An implementation of the Contrast Predictive Coding (CPC) method to train audio features in an unsupervised fashion.

Overview

CPC_audio

This code implements the Contrast Predictive Coding algorithm on audio data, as described in the paper Unsupervised Pretraining Transfers well Across Languages. This is an unsupervised method to train audio features directly from the raw waveform.

Moreover, this code also implements all the evaluation metrics used in the paper:

Setup instructions

The installation is a tiny bit involved due to the torch-audio dependency.

0/ Clone the repo: git clone [email protected]:facebookresearch/CPC_audio.git && cd CPC_audio

1/ Install libraries which would be required for torch-audio https://github.com/pytorch/audio :

  • MacOS: brew install sox
  • Linux: sudo apt-get install sox libsox-dev libsox-fmt-all

2/ conda env create -f environment.yml && conda activate cpc37

3/ Run setup.py python setup.py develop

You can test your installation with: nosetests -d

CUDA driver

This setup is given for CUDA 9.2 if you use a different version of CUDA then please change the version of cudatoolkit in environment.yml.
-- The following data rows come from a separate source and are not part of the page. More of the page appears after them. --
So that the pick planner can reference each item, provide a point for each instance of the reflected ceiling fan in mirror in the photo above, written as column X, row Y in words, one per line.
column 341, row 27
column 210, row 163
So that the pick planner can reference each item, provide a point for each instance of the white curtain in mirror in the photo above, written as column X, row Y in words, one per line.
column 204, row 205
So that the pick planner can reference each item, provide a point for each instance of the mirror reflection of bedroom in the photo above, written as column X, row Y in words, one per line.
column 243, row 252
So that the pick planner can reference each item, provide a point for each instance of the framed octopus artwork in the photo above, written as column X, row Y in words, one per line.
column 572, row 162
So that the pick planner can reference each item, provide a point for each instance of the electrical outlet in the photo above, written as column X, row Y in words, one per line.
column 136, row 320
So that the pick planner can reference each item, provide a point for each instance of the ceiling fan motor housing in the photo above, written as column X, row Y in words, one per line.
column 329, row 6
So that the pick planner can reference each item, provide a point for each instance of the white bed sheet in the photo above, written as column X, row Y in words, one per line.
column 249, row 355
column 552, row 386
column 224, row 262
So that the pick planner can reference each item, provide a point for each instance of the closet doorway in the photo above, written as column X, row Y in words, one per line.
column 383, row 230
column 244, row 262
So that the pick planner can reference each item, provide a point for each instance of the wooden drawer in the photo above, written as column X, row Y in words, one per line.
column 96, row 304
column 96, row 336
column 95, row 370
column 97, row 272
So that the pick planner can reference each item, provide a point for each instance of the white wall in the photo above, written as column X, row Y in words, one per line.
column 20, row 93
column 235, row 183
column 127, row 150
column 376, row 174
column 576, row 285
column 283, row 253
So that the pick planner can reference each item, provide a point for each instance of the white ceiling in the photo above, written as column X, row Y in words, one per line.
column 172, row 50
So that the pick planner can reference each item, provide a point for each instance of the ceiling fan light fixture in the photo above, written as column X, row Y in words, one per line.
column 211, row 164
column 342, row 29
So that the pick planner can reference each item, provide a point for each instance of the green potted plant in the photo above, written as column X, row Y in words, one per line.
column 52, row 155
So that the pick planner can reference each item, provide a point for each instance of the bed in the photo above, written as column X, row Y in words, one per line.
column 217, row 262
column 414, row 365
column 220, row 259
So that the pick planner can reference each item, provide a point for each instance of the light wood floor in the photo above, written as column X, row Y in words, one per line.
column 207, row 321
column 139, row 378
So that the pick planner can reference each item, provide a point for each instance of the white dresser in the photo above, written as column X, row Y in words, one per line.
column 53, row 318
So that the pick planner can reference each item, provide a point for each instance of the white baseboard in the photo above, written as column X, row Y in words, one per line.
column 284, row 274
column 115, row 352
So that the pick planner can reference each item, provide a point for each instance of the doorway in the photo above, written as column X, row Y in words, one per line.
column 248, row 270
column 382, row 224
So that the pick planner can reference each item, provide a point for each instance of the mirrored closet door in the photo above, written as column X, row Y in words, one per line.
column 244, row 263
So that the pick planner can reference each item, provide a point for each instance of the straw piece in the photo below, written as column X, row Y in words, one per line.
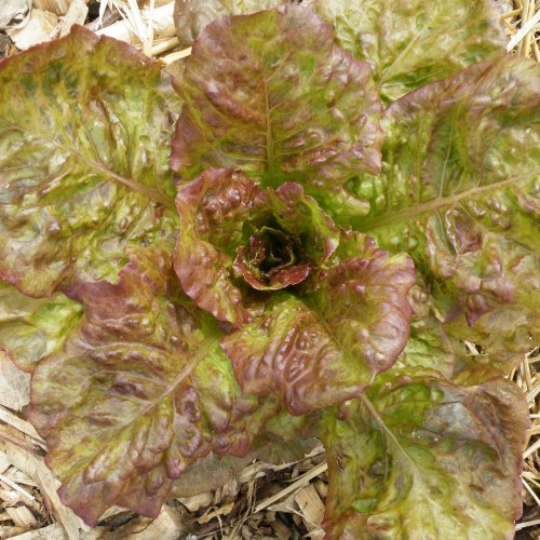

For more information on the cudatoolkit version to use, please check https://pytorch.org/

Standard datasets

We suggest to train the model either on Librispeech or libri-light.

How to run a session

To run a new training session, use:

python cpc/train.py --pathDB $PATH_AUDIO_FILES --pathCheckpoint $PATH_CHECKPOINT_DIR --pathTrain $TRAINING_SET --pathVal $VAL_SET --file_extension $EXTENSION

Where:

  • $PATH_AUDIO_FILES is the directory containing the audio files. The files should be arranged as below:
PATH_AUDIO_FILES  
│
└───speaker1
│   └───...
│         │   seq_11.{$EXTENSION}
│         │   seq_12.{$EXTENSION}
│         │   ...
│   
└───speaker2
    └───...
          │   seq_21.{$EXTENSION}
          │   seq_22.{$EXTENSION}

Please note that each speaker directory can contain an arbitrary number of subdirectories: the speaker label will always be retrieved from the top one. The name of the files isn't relevant. For a concrete example, you can look at the organization of the Librispeech dataset.

  • $PATH_CHECKPOINT_DIR in the directory where the checkpoints will be saved
  • $TRAINING_SET is a path to a .txt file containing the list of the training sequences (see here for example)
  • $VALIDATION_SET is a path to a .txt file containing the list of the validation sequences
  • $EXTENSION is the extension of each audio file

Custom architectures

The code allows you to train a wide range of architectures. For example, to train the CPC method as described in Van Den Oord's paper just run:

python cpc/train.py --pathDB $PATH_AUDIO_FILES --pathCheckpoint $PATH_CHECKPOINT_DIR --pathTrain $TRAINING_SET --pathVal $VAL_SET --file_extension $EXTENSION --normMode batchNorm --rnnMode linear

Or if you want to train a model with a FFD prediction network instead of a transformer:

python cpc/train.py --pathDB $PATH_AUDIO_FILES --pathCheckpoint $PATH_CHECKPOINT_DIR --pathTrain $TRAINING_SET --pathVal $VAL_SET --file_extension $EXTENSION --rnnMode ffd --schedulerRamp 10

The --schedulerRamp option add a learning rate ramp at the beginning of the training: it barely affects the performance of a model with a transformer predictor but is necessary with other models.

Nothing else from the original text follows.